Analysis and resolution of the ground-state degeneracy of the two-component Bose-Hubbard model

TL;DR

This paper investigates the ground-state degeneracy of the two-component Bose-Hubbard model, linking it to lattice connectivity and particle number, and develops a symmetry-based perturbative method for degenerate cases.

Contribution

It provides a comprehensive analysis of ground-state degeneracy conditions and introduces a novel symmetry-based perturbation approach for degenerate energy levels.

Findings

Degeneracy depends on lattice connectivity and particle number.

Conditions for nondegeneracy of the ground state are identified.

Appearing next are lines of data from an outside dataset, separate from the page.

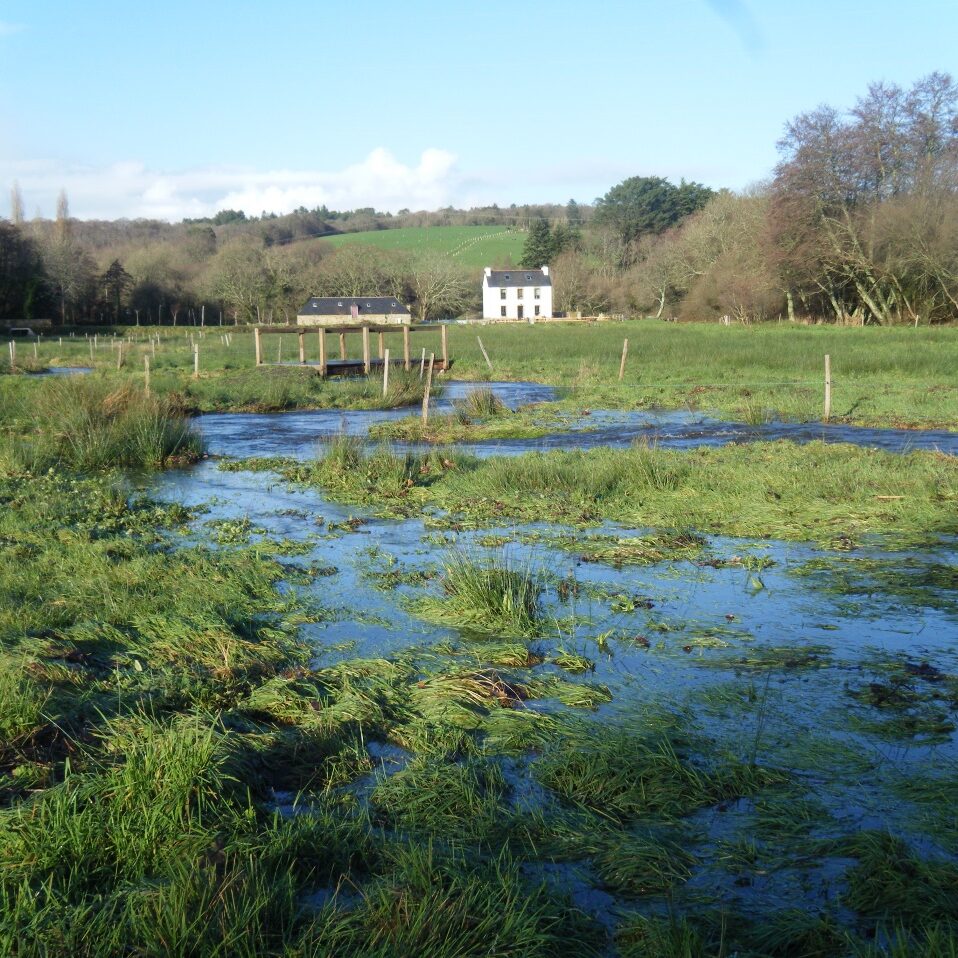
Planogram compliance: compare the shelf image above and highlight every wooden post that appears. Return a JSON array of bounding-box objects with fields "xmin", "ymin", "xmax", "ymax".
[
  {"xmin": 422, "ymin": 353, "xmax": 436, "ymax": 425},
  {"xmin": 476, "ymin": 336, "xmax": 492, "ymax": 372},
  {"xmin": 825, "ymin": 353, "xmax": 832, "ymax": 422}
]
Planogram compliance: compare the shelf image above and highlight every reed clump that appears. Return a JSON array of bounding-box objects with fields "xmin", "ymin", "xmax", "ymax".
[{"xmin": 3, "ymin": 377, "xmax": 202, "ymax": 472}]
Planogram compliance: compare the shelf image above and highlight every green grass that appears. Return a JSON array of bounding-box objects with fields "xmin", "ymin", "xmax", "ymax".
[
  {"xmin": 315, "ymin": 226, "xmax": 525, "ymax": 268},
  {"xmin": 255, "ymin": 440, "xmax": 958, "ymax": 544},
  {"xmin": 0, "ymin": 378, "xmax": 202, "ymax": 472},
  {"xmin": 31, "ymin": 322, "xmax": 958, "ymax": 429},
  {"xmin": 412, "ymin": 553, "xmax": 543, "ymax": 637}
]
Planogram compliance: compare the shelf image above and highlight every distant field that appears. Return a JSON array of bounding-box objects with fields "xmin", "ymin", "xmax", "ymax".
[{"xmin": 321, "ymin": 226, "xmax": 525, "ymax": 267}]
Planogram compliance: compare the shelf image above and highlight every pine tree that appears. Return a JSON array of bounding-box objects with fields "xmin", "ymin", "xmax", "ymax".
[{"xmin": 519, "ymin": 219, "xmax": 556, "ymax": 269}]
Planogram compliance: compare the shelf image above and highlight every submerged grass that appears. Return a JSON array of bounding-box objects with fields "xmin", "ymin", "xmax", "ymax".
[
  {"xmin": 0, "ymin": 377, "xmax": 202, "ymax": 472},
  {"xmin": 412, "ymin": 553, "xmax": 543, "ymax": 637}
]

A new method for perturbative corrections in degenerate cases is developed.

Abstract

We study the degeneracy of the ground-state energy $E$ of the two-component Bose-Hubbard model and of the perturbative correction $E_1$. We show that the degeneracy properties of $E$ and $E_1$ are closely related to the connectivity properties of the lattice. We determine general conditions under which $E$ is nondegenerate. This analysis is then extended to investigate the degeneracy of $E_1$. In this case, in addition to the lattice structure, the degeneracy also depends on the number of particles present in the system. After identifying the cases in which $E_1$ is degenerate and observing that the standard (degenerate) perturbation theory is not applicable, we develop a method to determine the zeroth-order correction to the ground state by exploiting the symmetry properties of the lattice. This method is used to implement the perturbative approach to the two-component Bose-Hubbard model in the case of degenerate $E_1$ and is expected to be a valid tool to perturbatively study the asymmetric character of the Mott-insulator to superfluid transition between the particle and hole side.